大島 恭平選手 (宮崎商)

大島 恭平

球歴:宮崎商

都道府県:宮崎

ポジション:遊擊手

投打:右 / 左

身長:172.0 cm

体重:68.0 kg

学年:卒業

寸評

 1年生の頃から宮崎商のレギュラーとして活躍してきた 大島 恭平も最終学年を迎えた。下級生の頃から、全国トップクラスの打撃技術を持っていた選手が、最後の夏にどんなパフォーマンスを魅せてくれたのか、個人的には大変興味深いものがあった。 (守備・走塁面)  この選手の良さは、打球への一歩目の速さにあります。その点では、この夏も健在でした。フットワーク、グラブ捌きなどは、それほど光るものはありませんが、昨夏よりもワンランクプレーに安定感が出てきたように思えます。地肩も結構強いですし、上のレベルでは三塁や二塁あたりのポジションを期待されることになりそうです。  一塁までの塁間は、4.2秒前後。昨夏計測したときは、4.3秒前後ですから少し早くなっていました。それがたまたまなのかはわかりませんが、プロの基準レベルの脚力といえるでしょう。足を売りにして行けるほどの脚力かは疑問ですが、守備・走力共に一定のレベルがあることがわかります。 (打撃内容) 元々この選手の良さは、内角の球を開かずに上手く肘をたたんで捌く技術にありました。また甘い球を逃さず叩く「鋭さ」を兼ね備えていたのですが、私の観た延岡学園戦では、打ち損じも多く調子がイマイチだったのかなと感じました。 <構え>   スクエアスタンスで足を揃え、グリップを少し下げ気味に構えます。腰の据わり具合もよく、両目で前を見据えられており、全体のバランスが取れています。打席では、適度な緊張感を保ちながら、リラックスすることを両立でき、非常に好い構えだと言えるでしょう。昨夏は、力みが強く感じられたことを考えると構えはよくなっています。 <始動>  昨夏は、早めに始動するアベレージ打者の傾向が強かったのですが、この夏は中距離打者の傾向が強くなりました。意図的に少し始動を遅らせていたのか?調子が悪く自然に始動が遅れていたのかはわかりません。 <下半身>  足を引き上げてから降ろすまでの「間」があるので、いろいろな球に対応できます。
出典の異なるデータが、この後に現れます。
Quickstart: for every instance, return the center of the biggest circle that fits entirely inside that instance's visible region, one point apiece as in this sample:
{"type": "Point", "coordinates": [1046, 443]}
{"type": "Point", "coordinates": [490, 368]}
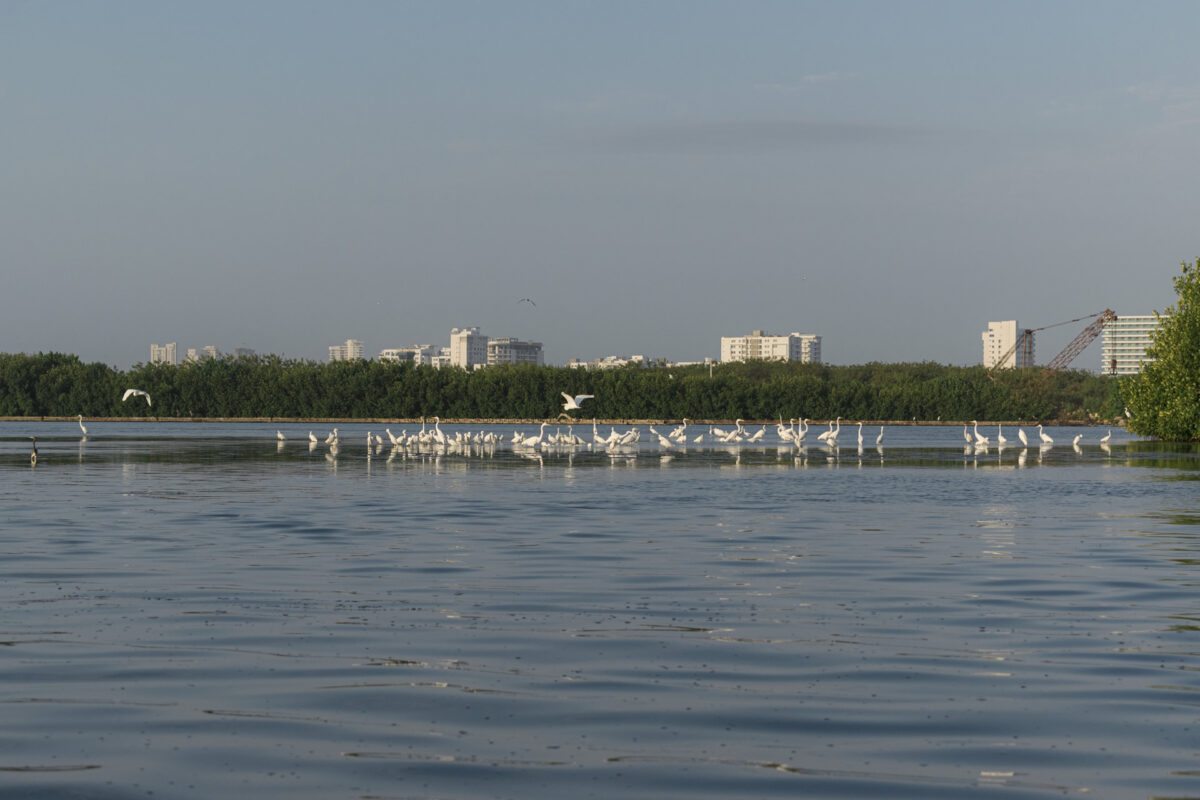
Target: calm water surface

またベース側にしっかりインステップするようになり、これで外角の球はしっかり叩けるようになりました。ただ左打者は、どうしても右打者のクロスに食い込む球筋に対してインステップすると、内角が窮屈になり率が残り難くなります。彼も非凡な内角の捌きに自信があるので、あえてインステップして外にゾーンを広げることで、より高い対応力を追求したのでしょう。それが返って裏目に出て、得意なゾーンまで打てなくなっている可能性も否定できません。ただ踏み込んだ足元はブレないので、打ち損じは多いタイプではないはずなのですが。 <上半身>  あらかじめ打撃の準備である「トップ」の位置にグリップを添えています。これにより無駄な動作がなくなる分、速い球には差し込まれません。ただ腕を後ろに引いて固定している分、リストワークが硬くなり柔軟な打撃ができなくなる可能性が高まります。バットも振り出しも、以前は上から最短距離で射ぬいていたイメージですが、今は少しスイングの弧を大きく取る分、少し遠回りになっている気が致します。またインパクトの時にバットの先端が下がってしまい、フェアゾーンに上手くボールを落とせる確率が下がっていました。 <軸>  足の上げ下げを行う割に、動作が静かなので目線は大きく狂いません。体の開きも我慢できていますし、軸足も安定しています。昨夏に比べると、やや大きなのを打てるように打撃を大きく取るようになり、よりアベレージ打者から中距離打者へのシフトを感じます。全く努力のあとを感じないわけではないのですが、それが上手く結果となって現れない試行錯誤の最中だったのかなと思います。
更新日時:2011.09.06

将来の可能性

 残念ながら試合を観る限り、あまり調子が良くなかったように思えます。また打撃には改善の形跡も見られましたが、それを結果に結ぶつけるところまでには、まだ至っていなかったように思えます。大きな成長は感じられませんでしたが、僅かながらの前進といった感じでしょうか。  その非凡な打撃センスを、高校時代で爆発させるまでには到りませんでした。しかしボールを捉え捌くセンスは素晴らしい物がありますから、大学などでも引き続き、活躍を見守って行きたいと思います。新しい環境で、またどんな化学反応を魅せてくれるのか、期待せずにはいられません。